View Article: PubMed Central - HTML - PubMed

Affiliation: Department of Computer Science, P,O, Box 68, FI-00014, University of Helsinki, Finland. abhishek@cs.helsinki.fi

ABSTRACT

Background: Bioinformatics data analysis toolbox needs general-purpose, fast and easily interpretable preprocessing tools that perform data integration during exploratory data analysis. Our focus is on vector-valued data sources, each consisting of measurements of the same entity but on different variables, and on tasks where source-specific variation is considered noisy or not interesting. Principal components analysis of all sources combined together is an obvious choice if it is not important to distinguish between data source-specific and shared variation. Canonical Correlation Analysis (CCA) focuses on mutual dependencies and discards source-specific "noise" but it produces a separate set of components for each source.

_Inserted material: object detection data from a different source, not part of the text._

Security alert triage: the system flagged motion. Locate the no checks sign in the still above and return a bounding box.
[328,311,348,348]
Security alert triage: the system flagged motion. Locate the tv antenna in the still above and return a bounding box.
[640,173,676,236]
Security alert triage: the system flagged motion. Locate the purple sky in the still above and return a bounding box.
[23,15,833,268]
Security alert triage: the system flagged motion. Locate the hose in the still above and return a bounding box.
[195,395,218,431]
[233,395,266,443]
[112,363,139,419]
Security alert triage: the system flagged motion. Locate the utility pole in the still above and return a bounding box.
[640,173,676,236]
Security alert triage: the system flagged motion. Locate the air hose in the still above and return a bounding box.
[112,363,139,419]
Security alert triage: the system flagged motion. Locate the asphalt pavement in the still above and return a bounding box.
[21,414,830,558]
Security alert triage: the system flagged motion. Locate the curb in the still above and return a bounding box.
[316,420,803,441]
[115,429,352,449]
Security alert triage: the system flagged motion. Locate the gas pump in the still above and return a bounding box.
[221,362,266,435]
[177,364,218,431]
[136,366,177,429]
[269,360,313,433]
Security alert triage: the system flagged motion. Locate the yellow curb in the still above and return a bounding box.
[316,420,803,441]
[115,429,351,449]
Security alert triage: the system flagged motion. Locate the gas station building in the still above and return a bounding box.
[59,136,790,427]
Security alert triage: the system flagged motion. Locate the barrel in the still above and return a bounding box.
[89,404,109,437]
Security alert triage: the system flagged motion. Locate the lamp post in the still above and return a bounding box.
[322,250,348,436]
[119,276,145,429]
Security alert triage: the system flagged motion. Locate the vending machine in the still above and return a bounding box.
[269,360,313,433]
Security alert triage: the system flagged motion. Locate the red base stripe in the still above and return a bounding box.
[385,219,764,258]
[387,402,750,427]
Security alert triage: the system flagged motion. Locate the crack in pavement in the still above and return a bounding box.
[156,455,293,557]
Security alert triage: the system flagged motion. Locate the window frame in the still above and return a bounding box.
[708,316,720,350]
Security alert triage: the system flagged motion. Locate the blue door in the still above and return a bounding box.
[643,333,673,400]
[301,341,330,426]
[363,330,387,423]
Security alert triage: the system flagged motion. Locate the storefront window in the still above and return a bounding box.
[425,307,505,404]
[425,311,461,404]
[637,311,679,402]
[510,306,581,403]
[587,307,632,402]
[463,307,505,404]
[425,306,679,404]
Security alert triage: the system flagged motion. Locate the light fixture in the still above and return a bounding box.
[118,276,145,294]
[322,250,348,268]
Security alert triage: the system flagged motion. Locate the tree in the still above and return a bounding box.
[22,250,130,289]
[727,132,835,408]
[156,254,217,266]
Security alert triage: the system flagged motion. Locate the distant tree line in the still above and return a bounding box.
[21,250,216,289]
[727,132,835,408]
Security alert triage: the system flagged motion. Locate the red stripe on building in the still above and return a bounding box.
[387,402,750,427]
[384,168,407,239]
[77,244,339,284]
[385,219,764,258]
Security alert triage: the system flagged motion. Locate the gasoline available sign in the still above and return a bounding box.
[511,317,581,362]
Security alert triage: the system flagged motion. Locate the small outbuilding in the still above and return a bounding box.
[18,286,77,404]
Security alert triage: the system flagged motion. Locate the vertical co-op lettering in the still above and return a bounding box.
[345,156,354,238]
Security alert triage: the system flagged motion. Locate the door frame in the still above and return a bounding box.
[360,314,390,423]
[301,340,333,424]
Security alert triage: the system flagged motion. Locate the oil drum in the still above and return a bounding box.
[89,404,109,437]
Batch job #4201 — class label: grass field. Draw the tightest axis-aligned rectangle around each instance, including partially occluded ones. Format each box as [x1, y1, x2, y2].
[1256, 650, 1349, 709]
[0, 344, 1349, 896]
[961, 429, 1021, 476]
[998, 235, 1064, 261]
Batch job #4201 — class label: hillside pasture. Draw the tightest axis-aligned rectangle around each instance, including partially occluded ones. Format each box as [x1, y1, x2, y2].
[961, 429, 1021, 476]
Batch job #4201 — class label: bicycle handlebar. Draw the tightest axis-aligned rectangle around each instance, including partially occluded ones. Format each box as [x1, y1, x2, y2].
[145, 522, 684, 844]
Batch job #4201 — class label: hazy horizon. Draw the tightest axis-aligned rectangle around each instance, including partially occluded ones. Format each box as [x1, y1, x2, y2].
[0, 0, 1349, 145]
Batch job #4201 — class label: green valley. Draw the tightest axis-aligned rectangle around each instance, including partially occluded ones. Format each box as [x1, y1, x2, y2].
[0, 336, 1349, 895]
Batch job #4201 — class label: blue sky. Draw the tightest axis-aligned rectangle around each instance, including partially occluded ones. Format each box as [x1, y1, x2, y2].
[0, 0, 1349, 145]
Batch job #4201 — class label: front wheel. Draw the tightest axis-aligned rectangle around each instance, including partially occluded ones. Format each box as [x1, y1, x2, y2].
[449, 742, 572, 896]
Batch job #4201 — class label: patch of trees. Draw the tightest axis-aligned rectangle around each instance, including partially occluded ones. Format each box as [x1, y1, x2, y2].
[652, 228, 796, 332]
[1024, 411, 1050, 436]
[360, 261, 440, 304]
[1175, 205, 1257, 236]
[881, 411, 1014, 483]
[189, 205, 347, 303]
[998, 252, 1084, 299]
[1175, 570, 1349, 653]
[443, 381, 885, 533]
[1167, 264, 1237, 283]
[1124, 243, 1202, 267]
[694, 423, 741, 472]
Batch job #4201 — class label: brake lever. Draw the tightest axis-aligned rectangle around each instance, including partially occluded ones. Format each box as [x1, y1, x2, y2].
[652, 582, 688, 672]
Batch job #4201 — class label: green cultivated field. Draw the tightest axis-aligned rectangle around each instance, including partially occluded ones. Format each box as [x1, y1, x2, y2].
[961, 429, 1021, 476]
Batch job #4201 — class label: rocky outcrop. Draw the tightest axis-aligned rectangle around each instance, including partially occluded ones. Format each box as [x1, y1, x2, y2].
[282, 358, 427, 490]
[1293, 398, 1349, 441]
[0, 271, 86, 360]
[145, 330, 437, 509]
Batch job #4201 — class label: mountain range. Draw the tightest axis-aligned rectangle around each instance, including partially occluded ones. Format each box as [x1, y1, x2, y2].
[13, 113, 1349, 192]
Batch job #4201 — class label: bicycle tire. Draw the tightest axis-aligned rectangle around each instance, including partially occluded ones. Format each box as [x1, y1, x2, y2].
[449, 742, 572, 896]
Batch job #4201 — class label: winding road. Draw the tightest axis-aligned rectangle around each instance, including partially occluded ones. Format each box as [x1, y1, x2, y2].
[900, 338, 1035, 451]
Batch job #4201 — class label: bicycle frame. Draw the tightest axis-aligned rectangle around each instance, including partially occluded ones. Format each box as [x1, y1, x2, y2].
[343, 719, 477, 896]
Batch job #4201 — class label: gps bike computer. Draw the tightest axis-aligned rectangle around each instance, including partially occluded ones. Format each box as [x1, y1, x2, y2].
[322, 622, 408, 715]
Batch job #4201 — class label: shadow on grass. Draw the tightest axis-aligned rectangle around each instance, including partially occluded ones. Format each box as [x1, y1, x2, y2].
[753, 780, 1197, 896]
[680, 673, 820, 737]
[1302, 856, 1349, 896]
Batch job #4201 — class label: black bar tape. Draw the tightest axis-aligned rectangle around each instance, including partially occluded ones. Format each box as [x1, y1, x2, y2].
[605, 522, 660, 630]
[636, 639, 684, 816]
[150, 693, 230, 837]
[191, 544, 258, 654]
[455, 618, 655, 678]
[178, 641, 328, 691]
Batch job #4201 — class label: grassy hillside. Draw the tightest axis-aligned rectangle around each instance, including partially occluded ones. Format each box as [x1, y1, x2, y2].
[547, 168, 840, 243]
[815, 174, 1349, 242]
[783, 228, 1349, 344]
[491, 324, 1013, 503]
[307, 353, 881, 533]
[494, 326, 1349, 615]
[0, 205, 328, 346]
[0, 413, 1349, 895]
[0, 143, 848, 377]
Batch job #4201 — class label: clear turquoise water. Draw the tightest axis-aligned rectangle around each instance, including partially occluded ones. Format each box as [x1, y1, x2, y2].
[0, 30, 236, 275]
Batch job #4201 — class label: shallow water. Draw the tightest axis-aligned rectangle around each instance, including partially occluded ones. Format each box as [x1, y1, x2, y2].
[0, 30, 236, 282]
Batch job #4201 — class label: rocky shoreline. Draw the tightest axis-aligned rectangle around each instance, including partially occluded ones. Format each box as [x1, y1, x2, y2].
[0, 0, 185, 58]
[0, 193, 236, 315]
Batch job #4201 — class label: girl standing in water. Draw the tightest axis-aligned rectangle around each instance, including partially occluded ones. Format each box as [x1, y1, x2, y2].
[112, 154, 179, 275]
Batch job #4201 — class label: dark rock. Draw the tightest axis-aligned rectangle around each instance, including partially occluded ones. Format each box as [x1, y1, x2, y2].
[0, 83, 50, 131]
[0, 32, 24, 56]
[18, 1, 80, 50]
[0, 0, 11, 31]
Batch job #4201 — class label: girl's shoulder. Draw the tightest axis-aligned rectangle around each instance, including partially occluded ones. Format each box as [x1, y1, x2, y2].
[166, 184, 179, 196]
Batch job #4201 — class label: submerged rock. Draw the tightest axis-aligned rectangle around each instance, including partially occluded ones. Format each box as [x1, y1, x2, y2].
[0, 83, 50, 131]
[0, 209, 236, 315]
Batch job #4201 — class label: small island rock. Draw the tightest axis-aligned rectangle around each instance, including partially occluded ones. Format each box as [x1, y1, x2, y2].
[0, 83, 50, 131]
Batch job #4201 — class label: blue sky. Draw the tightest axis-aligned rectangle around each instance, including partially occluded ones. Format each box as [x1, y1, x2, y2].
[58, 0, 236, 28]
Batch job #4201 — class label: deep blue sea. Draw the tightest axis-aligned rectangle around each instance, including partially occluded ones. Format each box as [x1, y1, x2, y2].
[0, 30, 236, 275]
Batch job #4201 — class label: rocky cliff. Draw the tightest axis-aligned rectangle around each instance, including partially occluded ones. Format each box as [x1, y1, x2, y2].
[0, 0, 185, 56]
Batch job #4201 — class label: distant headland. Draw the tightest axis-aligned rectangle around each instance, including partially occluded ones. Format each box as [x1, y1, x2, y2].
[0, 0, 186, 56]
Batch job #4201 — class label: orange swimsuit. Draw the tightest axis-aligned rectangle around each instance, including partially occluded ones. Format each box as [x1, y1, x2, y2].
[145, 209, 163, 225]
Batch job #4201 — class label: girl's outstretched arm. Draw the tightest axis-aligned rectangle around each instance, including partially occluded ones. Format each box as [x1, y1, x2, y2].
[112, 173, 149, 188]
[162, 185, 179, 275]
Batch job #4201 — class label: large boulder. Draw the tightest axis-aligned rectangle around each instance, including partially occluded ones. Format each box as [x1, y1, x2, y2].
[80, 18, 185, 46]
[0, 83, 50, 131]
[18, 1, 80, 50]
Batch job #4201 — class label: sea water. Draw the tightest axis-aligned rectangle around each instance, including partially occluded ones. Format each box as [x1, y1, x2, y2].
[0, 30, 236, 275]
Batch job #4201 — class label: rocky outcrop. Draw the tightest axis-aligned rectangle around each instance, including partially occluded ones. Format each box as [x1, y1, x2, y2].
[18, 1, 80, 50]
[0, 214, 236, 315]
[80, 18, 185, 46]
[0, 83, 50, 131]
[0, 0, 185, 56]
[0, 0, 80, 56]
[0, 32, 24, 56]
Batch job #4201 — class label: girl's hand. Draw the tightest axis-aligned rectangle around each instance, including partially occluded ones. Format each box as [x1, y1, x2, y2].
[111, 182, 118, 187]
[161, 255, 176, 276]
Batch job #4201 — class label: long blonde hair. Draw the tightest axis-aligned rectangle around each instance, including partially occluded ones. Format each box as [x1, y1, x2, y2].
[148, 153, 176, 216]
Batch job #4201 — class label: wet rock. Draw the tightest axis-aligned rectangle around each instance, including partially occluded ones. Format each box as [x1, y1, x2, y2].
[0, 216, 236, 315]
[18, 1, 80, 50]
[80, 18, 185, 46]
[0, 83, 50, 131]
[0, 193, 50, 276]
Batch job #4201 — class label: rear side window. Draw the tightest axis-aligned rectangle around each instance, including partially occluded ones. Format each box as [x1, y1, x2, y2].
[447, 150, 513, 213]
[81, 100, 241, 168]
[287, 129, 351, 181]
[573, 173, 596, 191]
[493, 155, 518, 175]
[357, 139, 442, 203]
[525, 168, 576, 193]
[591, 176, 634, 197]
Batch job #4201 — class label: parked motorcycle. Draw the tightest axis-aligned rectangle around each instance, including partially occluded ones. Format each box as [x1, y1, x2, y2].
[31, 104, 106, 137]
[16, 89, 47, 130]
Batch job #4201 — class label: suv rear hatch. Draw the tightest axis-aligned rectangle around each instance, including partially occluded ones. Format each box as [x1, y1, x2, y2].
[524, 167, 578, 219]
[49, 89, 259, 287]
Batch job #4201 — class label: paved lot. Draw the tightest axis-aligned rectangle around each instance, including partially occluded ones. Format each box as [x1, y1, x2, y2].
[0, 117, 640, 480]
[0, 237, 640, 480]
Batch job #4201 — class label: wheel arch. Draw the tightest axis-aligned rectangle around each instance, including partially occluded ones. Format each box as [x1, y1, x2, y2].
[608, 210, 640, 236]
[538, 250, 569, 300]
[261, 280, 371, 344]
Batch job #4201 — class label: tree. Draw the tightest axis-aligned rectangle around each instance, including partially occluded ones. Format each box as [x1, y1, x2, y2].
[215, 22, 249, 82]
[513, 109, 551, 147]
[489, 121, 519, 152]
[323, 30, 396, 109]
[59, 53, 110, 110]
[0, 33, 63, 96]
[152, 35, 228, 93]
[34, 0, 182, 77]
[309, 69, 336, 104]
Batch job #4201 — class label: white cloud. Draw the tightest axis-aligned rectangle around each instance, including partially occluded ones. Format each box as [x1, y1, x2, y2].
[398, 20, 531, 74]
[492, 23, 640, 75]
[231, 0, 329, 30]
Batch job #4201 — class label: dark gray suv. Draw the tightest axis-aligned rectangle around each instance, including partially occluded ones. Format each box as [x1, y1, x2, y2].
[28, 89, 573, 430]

Results: It turns out that components given by CCA can be combined easily to produce a linear and hence fast and easily interpretable feature extraction method. The method fuses together several sources, such that the properties they share are preserved. Source-specific variation is discarded as uninteresting. We give the details and implement them in a software tool. The method is demonstrated on gene expression measurements in three case studies: classification of cell cycle regulated genes in yeast, identification of differentially expressed genes in leukemia, and defining stress response in yeast. The software package is available at http://www.cis.hut.fi/projects/mi/software/drCCA/.

Conclusion: We introduced a method for the task of data fusion for exploratory data analysis, when statistical dependencies between the sources and not within a source are interesting. The method uses canonical correlation analysis in a new way for dimensionality reduction, and inherits its good properties of being simple, fast, and easily interpretable as a linear projection.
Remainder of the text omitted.